FAO expects drop in cereal output and stocks

FAO also updated its forecast for world cereal output this year, now pegged at 2 586 million tonnes, which is 64.5 million tonnes or 2.4 percent less than the record production of 2017.

The new forecast issued today in FAO’s Cereal Supply and Demand Brief, is 24 million tonnes less than projected by FAO last month, largely reflecting lower output prospects for wheat in the European Union and for wheat and coarse grains in the Russian Federation and Ukraine.

World cereal utilization is forecast to rise to 2 641 million tonnes in 2018/19.

As utilization is foreseen to outpace new production, global cereal stocks accumulated over the past five seasons will have to be drawn down, by around 7 percent from their season-opening levels.

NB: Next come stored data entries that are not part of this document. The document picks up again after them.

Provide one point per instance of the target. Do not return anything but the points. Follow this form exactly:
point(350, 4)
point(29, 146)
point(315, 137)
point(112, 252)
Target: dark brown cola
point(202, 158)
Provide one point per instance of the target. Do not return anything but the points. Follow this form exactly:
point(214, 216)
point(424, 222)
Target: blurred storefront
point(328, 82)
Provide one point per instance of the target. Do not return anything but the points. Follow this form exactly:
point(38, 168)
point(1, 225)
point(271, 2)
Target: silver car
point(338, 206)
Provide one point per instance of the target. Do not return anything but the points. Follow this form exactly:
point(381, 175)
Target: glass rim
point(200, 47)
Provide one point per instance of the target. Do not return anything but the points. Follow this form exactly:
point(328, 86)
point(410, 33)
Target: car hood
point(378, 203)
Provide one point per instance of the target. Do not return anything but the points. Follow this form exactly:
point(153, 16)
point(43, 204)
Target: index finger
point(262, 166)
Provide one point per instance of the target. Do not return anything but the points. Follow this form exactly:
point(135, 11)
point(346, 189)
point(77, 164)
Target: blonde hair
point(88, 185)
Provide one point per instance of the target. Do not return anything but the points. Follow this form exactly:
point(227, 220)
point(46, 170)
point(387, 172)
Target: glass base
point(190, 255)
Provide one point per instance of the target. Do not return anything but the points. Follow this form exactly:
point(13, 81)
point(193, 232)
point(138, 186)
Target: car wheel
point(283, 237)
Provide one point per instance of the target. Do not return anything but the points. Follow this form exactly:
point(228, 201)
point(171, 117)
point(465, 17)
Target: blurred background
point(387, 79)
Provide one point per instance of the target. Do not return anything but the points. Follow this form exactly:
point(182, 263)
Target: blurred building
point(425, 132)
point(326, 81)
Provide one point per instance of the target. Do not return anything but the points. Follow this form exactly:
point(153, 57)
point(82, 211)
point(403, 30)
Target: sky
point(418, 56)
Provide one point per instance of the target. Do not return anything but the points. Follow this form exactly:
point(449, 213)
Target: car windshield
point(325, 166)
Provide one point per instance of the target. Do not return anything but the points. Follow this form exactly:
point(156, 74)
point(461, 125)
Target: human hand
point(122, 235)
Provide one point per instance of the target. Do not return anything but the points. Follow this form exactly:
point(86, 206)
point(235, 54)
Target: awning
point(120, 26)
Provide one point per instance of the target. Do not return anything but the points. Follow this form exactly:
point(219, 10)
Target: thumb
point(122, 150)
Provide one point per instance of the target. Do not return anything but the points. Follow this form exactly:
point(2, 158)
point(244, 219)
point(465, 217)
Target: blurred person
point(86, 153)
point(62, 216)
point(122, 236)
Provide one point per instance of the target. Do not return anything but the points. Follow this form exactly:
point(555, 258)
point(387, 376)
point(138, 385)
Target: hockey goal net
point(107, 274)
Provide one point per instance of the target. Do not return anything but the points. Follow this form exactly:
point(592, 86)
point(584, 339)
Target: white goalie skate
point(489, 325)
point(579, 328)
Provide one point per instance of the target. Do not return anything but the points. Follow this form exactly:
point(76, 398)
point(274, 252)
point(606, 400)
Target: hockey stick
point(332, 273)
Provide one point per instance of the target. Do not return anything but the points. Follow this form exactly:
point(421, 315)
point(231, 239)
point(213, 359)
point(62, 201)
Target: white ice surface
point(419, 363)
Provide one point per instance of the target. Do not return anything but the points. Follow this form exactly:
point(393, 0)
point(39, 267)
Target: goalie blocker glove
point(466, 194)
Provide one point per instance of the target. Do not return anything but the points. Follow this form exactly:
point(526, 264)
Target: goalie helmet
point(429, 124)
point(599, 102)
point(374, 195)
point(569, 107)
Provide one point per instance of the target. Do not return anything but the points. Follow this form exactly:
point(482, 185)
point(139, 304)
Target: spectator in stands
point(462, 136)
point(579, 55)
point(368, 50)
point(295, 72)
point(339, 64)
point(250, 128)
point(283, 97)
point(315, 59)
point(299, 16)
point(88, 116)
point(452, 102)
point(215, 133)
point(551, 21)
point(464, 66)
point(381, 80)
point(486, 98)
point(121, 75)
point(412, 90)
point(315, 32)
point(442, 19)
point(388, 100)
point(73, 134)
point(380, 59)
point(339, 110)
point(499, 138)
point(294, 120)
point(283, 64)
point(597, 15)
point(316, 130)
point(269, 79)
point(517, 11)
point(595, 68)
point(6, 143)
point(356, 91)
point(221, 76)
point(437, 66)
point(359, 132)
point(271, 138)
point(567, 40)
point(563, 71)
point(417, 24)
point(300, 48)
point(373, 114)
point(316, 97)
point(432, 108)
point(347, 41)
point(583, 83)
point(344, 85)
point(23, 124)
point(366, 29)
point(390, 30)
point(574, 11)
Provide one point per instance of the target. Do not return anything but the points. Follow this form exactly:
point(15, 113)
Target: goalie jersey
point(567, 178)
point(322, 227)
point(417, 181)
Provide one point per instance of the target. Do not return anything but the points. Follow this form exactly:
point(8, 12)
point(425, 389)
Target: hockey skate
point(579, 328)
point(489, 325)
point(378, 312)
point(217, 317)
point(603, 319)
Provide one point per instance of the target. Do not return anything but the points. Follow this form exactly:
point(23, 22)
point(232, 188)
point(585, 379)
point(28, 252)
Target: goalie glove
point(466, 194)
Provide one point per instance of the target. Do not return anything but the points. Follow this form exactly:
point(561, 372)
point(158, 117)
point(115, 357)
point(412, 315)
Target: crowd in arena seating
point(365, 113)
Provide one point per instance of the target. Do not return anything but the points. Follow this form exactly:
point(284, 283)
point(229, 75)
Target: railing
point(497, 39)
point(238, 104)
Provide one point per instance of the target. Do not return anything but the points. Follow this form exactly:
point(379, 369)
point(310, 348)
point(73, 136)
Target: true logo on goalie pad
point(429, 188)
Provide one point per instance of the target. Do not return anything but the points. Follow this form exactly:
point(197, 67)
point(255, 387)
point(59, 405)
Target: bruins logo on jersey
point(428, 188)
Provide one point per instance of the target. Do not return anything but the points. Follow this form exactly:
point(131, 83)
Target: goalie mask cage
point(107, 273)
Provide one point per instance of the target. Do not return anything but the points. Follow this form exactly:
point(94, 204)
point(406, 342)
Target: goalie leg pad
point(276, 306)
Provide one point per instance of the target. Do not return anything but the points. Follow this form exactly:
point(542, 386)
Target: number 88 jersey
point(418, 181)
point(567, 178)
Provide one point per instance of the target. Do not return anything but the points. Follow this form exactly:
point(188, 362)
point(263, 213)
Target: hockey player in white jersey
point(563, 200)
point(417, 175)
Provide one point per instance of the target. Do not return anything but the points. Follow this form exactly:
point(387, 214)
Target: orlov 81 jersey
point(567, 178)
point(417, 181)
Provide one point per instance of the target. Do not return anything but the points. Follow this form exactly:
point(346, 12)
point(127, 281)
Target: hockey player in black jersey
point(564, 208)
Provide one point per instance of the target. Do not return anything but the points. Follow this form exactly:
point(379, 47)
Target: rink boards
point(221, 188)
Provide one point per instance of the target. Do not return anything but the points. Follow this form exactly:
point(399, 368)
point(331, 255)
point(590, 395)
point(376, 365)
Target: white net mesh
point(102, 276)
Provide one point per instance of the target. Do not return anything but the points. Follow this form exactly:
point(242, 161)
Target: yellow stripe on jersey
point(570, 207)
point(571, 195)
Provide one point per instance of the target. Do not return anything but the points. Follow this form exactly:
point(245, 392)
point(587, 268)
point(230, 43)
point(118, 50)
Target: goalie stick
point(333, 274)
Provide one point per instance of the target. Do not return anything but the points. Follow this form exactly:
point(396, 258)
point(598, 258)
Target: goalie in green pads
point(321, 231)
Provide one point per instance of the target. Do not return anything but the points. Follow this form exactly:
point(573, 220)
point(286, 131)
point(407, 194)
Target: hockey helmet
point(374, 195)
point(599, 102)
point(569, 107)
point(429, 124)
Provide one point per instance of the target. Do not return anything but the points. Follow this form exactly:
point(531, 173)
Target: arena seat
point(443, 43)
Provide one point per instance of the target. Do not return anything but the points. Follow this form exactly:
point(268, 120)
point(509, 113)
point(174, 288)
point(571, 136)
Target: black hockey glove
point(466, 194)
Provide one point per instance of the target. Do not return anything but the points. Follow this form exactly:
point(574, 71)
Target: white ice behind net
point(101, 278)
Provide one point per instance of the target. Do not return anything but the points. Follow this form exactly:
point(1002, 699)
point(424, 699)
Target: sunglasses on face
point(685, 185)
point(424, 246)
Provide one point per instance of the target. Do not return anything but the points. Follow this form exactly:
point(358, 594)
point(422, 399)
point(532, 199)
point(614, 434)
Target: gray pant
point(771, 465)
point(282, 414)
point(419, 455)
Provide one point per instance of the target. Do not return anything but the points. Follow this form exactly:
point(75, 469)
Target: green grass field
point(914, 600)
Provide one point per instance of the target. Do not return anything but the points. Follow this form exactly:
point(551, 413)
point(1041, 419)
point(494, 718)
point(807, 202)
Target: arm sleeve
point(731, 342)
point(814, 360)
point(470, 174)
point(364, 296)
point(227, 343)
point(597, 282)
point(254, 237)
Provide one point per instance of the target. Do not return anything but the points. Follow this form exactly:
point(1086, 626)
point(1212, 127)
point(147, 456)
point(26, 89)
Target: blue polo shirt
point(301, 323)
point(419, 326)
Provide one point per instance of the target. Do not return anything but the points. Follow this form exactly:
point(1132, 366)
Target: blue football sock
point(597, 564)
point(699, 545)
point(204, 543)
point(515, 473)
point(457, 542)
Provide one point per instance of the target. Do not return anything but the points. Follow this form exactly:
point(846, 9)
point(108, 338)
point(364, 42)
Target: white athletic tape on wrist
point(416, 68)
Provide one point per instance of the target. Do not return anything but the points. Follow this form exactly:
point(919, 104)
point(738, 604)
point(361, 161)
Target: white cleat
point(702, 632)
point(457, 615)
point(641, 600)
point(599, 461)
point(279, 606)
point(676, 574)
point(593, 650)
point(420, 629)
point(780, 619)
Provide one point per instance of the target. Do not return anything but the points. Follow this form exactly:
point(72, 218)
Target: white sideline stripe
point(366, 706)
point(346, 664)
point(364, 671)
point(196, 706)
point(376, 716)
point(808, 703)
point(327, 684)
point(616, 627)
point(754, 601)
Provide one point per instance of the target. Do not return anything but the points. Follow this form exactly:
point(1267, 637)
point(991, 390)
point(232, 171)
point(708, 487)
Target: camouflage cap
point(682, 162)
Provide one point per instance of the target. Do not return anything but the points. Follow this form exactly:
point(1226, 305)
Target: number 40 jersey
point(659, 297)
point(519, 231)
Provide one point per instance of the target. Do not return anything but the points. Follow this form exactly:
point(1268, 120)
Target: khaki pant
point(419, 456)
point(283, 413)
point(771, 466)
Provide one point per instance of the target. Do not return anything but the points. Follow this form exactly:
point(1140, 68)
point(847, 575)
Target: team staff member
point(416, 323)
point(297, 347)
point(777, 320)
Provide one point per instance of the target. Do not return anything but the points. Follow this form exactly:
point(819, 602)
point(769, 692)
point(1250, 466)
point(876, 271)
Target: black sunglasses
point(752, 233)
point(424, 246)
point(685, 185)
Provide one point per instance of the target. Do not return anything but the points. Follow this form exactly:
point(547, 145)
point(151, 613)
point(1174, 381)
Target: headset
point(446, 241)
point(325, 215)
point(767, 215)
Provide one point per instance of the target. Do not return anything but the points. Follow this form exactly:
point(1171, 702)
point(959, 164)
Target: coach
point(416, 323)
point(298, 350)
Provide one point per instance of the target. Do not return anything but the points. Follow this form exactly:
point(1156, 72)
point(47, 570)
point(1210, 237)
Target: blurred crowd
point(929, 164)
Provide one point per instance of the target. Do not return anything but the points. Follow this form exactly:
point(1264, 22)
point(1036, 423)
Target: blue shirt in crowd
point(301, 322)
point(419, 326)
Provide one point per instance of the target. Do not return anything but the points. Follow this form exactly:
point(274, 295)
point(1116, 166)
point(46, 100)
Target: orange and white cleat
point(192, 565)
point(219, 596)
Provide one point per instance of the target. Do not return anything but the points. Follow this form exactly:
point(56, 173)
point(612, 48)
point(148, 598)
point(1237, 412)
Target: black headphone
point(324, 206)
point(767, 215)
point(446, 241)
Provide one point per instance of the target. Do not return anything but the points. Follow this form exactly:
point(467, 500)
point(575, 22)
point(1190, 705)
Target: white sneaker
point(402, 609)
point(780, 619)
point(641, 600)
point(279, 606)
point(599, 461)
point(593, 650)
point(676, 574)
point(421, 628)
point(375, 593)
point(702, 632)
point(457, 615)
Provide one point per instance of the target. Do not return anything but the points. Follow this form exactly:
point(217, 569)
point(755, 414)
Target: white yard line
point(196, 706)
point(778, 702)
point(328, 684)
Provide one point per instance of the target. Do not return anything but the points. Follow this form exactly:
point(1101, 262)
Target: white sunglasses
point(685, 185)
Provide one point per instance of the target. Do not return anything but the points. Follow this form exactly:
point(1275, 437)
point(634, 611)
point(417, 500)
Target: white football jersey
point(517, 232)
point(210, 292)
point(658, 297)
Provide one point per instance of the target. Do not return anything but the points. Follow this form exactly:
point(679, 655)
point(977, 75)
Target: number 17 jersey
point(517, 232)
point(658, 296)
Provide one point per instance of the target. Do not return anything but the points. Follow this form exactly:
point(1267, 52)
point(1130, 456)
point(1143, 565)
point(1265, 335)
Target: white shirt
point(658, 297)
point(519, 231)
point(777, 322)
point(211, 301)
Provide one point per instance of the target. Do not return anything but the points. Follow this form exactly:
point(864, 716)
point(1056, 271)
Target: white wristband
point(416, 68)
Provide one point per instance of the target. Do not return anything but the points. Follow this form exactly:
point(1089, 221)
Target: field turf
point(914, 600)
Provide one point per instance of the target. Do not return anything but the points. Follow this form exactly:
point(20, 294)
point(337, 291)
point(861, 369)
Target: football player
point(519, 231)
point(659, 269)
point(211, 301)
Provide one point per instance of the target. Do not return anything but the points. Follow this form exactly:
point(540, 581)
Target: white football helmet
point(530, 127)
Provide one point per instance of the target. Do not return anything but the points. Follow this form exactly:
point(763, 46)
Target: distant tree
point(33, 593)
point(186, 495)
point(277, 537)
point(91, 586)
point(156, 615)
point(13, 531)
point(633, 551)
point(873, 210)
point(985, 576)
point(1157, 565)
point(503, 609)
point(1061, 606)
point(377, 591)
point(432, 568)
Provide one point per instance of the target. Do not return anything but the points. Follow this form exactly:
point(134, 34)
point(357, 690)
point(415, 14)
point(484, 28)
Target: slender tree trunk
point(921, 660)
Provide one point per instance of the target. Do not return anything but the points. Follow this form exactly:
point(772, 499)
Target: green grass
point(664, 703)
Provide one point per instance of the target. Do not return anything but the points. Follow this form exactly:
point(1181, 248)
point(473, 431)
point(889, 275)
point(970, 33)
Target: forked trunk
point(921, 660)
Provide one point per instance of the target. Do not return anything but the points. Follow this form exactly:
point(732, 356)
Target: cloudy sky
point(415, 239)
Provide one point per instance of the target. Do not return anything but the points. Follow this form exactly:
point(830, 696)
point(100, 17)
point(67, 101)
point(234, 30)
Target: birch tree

This should result in the world stocks-to-use ratio for cereals dropping to 27.7 percent, representing the first decrease in four years – down from 30.6 percent – although still well above the record low of 20.4 percent registered in the 2007/08 season.

The inventory drawdown is expected to be largest for maize, while rice stocks may increase for the third year in a row.

World trade in cereals is expected to remain generally robust also in 2018/19, close to near-record level of 2017/18.